More than a year after grand resignation took hold in the United States, Canada is now working on its own gray version: grand retirement.
Canada’s workforce rose in August but remains smaller than it was before the summer as it fell in the past two months and tens of thousands simply quit their jobs. According to Statistics Canada, much of this can be attributed to more Canadians retiring than ever before.
It’s not just the 65+ crowd cleaning up their offices and hanging their tool belts. A record number of Canadians aged 55 to 64 reported having retired within the past 12 months, the agency’s data show.
This has fueled a massive exodus of some of Canada’s most highly skilled workers. Businesses are in turmoil and wages are rising sharply, threatening to further dampen the country’s productivity decline, economists say.
Jimmy Jean, chief economist at Desjardins Group, said: “We knew for a long time that this wave was coming, that we were going to hit this moment. “And it’s only going to intensify in the next few years.
“The risk you have, which we have already seen in some sectors, is people leaving without enough young workers to take over. is lost.”

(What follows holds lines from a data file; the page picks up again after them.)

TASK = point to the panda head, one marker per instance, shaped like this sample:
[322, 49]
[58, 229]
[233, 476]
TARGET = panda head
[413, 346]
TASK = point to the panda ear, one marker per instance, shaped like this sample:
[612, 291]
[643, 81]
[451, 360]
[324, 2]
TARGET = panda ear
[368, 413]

Pandemic delayed some retirement plans
Retirees declined during the COVID-19 pandemic as many Canadians decided to stay in the workforce longer. Now that restrictions have been lifted, many are scrambling to make up for lost time, choosing to travel and spend more time with their families.

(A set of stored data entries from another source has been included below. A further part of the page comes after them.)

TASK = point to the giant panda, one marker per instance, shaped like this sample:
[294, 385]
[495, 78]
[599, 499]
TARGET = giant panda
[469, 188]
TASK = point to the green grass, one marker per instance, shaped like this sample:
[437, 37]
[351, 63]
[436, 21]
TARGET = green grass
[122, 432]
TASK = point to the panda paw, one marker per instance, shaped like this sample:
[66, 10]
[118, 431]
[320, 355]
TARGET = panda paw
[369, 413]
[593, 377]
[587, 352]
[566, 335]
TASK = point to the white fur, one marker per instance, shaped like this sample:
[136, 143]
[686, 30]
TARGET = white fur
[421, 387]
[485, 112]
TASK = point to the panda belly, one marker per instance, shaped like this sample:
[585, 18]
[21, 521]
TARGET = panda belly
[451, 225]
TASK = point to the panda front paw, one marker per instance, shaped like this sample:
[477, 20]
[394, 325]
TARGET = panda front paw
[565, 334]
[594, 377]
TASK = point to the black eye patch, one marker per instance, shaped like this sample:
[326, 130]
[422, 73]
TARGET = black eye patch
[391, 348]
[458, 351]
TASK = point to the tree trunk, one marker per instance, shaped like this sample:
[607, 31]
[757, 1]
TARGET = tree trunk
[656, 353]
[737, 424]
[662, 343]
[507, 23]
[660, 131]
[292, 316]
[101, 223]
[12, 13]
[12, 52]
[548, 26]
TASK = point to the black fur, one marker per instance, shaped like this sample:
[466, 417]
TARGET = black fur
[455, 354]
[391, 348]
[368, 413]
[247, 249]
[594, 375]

Their retirement is shrinking the workforce and weighing on economic growth as central banks aggressively raise interest rates to combat rapid inflation, fueling fears the economy is headed for recession. There is likely to be.

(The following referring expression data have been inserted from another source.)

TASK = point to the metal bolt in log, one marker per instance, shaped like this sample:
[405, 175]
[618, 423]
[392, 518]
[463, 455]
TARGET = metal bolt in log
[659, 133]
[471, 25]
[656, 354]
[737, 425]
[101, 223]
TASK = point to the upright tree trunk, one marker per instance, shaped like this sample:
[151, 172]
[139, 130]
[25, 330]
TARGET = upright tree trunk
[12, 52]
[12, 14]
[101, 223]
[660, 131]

Canada, which has increased immigration to fuel economic growth, has the largest working-age population in the G7 and an ever-aging workforce, according to Statistics Canada. increase. Her 1 in 5 Canadian workers are over the age of 55.
307,000 Canadians left their jobs to retire at some point last year in August, up 31.8% from a year ago and 12.5% more than in August 2019, before the pandemic hit. Said.
Adding to the problem, more than 620,000 Canadians fell into the 65+ category during the pandemic, a 9.7% increase in that population group. Job openings and vacancies are well above pre-pandemic levels despite three consecutive months of unemployment.
nurse and truck driver
Retirement issues are particularly acute in skilled fields such as trade and nursing. Since May, Canada has lost his 34,400 jobs in the medical sector, despite a record number of nurses reporting overtime hours.
According to Kathryn Hoy, president of the Ontario Nurses Association, they weren’t cut jobs, but rather retired people.
Citing the pandemic, working conditions and wage disputes with Canada’s largest province, he said, “This is a big problem right now because so many people are leaving unexpectedly.”
The transportation industry is also grappling with severe labor shortages, both due to the pandemic’s frenzy for more goods and an aging workforce.
“More and more drivers are aging, so they are retiring or considering alternative lifestyles,” said the owner of Trans Canada College, a vocational school that trains truck drivers. Tony Reader said.
At the same time, there is a surge in demand from trucking companies, many of whom are recruiting student drivers for on-the-job training courses and as soon as they are fully licensed, Reeder said.
“Without trucks or people driving trucks, goods are stored in ports and warehouses rather than arriving at destinations where they can be consumed,” he said.